Fiction | Novel | YA | Published in 2021

A modern alternative to SparkNotes and CliffsNotes, SuperSummary offers high-quality Study Guides with detailed chapter summaries and analysis of major themes, characters, and more. For select classroom titles, we also provide Teaching Guides with discussion and quiz questions to prompt student engagement.

Activities

Use these activities to engage all types of learners, while requiring that they refer to and incorporate details from the text over the course of the activity. 

ACTIVITY 1: “The Meaning Behind a Name”

Research the meaning behind your name and reflect on how you think it relates to you as a person. Compare the names found in Concrete Rose and their meanings, and share your opinion as to whether names need a meaning.

  • Interview family members about their names, the story behind your own name, and what names mean to your family or household.
  • Reflect on your findings and craft your response by comparing the information you found to Maverick’s experiences with names in his life.

Teaching Suggestion: Share the meaning behind your own name, or why there isn’t a central meaning behind your name, to model the beginning of the activity for students.

Paired Text Extension:

Give Your Daughters Difficult Names” by Assétou Xango — This link features a video of the poet reading her piece on the weight of a name and the Euro-centric perspective on names that sound different from the white norm.

  • Focus on the epigraph at the beginning of the poem. Reflect on the meaning behind each line and what you think Shire means by his message.
  • Craft a response poem to Xango’s piece using the last word in every line of her poem to begin every line of your own poem.

Teaching Suggestion: Demonstrate how the response poem is to be crafted by beginning a group-led poem in class, then have students break out in groups to complete their poems by collaborating.

ACTIVITY 2: “Hip-Hop Poetry”

Use at least two of your favorite hip-hop songs, refraining from choosing a song with profanity or sexual themes, and create your own poem by using a blackout poetry method.

Teaching Suggestion: Provide positive feedback about student choices, and share some of your own favorite hip-hop songs and what drew you to them.

Paired Text Extension:

Solo by Kwame Alexander — Compare Blade’s experiences with his father to Maverick’s experiences with his father. Craft a blackout poem from one of the poems in Solo in response.

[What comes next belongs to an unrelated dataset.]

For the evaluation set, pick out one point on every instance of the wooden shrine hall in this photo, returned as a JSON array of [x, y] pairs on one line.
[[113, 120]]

  • Focus on the ways Maverick and Blade navigate their relationships with their fathers. What is similar? What is different?
  • Search for verbs and adjectives in Solo that communicate Maverick’s experiences in Concrete Rose to add to your response in poem form.

Teaching Suggestion: Frame the assignment with the TED-Ed video What makes a poem … a poem? to show the range that poetry can encompass to assist with poem creations.